By Andrew Gomes
Advertiser Staff Writer
The future of Liberty Houses downtown Honolulu store is in limbo as the Hawaii retailer, fighting to emerge from bankruptcy, said yesterday it may reject its Fort Street lease.
The company, however, has committed to assuming all of its 17 other existing store leases in Hawaii and Guam, ending some speculation that the retailer, which closed about a dozen stores early in its nearly three-year bankruptcy case, would close more.
Both disclosures were made in a court filing late last week.
Liberty House president John Monahan said the company is simply paying too much rent downtown more than twice what it pays at other stores, on a percentage basis.
"The downtown store provides an acceptable level of sales that in our normal model would be a successful store but, unfortunately, we pay a lot of rent downtown," he said.

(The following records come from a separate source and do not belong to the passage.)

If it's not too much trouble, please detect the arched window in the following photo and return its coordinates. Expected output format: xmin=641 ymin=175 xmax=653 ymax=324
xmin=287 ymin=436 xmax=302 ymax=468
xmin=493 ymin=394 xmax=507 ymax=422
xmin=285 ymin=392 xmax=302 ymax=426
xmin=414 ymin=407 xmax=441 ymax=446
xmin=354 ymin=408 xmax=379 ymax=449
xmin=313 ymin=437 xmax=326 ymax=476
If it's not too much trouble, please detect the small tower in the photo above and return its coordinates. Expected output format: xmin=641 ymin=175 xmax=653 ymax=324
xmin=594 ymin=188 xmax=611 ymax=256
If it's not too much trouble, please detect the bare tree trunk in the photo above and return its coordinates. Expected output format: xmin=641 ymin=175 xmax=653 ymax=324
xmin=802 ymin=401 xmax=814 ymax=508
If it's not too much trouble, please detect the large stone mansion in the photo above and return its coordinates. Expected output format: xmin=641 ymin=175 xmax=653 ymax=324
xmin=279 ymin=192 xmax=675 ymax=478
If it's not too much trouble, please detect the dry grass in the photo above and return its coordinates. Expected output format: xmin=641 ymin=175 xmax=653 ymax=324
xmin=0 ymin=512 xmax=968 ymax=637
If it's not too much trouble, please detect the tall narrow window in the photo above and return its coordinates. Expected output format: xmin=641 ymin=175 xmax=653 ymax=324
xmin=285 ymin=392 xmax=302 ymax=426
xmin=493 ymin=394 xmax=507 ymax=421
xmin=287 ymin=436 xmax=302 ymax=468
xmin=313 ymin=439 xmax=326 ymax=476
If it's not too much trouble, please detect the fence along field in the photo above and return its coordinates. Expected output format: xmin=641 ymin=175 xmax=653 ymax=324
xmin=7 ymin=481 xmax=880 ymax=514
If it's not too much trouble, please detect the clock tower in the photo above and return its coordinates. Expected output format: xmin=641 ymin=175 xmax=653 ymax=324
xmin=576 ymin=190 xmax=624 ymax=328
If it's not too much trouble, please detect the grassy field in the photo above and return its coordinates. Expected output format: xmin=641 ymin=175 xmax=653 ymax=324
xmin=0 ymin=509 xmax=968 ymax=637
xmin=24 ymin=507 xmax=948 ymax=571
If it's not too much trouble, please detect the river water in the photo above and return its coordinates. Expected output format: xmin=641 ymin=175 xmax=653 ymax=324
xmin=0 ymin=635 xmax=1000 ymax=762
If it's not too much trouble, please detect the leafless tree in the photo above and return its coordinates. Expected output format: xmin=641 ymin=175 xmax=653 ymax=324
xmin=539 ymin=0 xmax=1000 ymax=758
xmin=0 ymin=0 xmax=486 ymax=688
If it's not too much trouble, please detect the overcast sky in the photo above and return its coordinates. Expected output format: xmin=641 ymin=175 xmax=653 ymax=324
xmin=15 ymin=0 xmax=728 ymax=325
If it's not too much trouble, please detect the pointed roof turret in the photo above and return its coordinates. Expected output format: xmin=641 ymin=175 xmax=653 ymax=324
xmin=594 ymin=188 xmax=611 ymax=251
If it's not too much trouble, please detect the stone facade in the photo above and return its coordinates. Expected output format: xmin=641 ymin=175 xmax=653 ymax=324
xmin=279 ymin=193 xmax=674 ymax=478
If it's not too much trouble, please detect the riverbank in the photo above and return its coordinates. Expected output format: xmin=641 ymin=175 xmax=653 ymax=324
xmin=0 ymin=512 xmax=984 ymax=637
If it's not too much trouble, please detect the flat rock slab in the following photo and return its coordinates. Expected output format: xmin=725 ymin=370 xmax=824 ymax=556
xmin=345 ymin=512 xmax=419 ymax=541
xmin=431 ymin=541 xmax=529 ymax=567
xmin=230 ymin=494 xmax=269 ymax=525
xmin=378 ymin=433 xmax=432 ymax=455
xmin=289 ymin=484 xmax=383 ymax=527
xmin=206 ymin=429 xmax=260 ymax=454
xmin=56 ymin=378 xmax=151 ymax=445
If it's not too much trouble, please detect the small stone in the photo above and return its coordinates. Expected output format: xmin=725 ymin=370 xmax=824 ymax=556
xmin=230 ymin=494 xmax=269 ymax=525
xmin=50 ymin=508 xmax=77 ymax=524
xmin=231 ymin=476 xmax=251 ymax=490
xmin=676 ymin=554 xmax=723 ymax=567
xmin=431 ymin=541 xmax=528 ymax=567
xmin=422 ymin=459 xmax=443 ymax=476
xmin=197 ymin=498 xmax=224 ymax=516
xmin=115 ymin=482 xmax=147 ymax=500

Under bankruptcy rules, Liberty House has the ability to accept or reject all property leases, and has been negotiating reduced rental payments with New York-based Lexington Corporate Properties, the downtown landlord.
Lexington officials could not be reached yesterday. The downtown lease runs through 2009, with options to extend another 26 years.
Liberty Houses downtown store employs 65 to 70 people.
The company has operated the 85,000-square-foot store since 1982, but has had a presence downtown since 1849 when the area was the retail center of the Islands.
Downtowns retail scene has changed dramatically in recent years.
Significant vacancies in the area and new competition from Ross Dress for Less have affected Liberty Houses downtown store.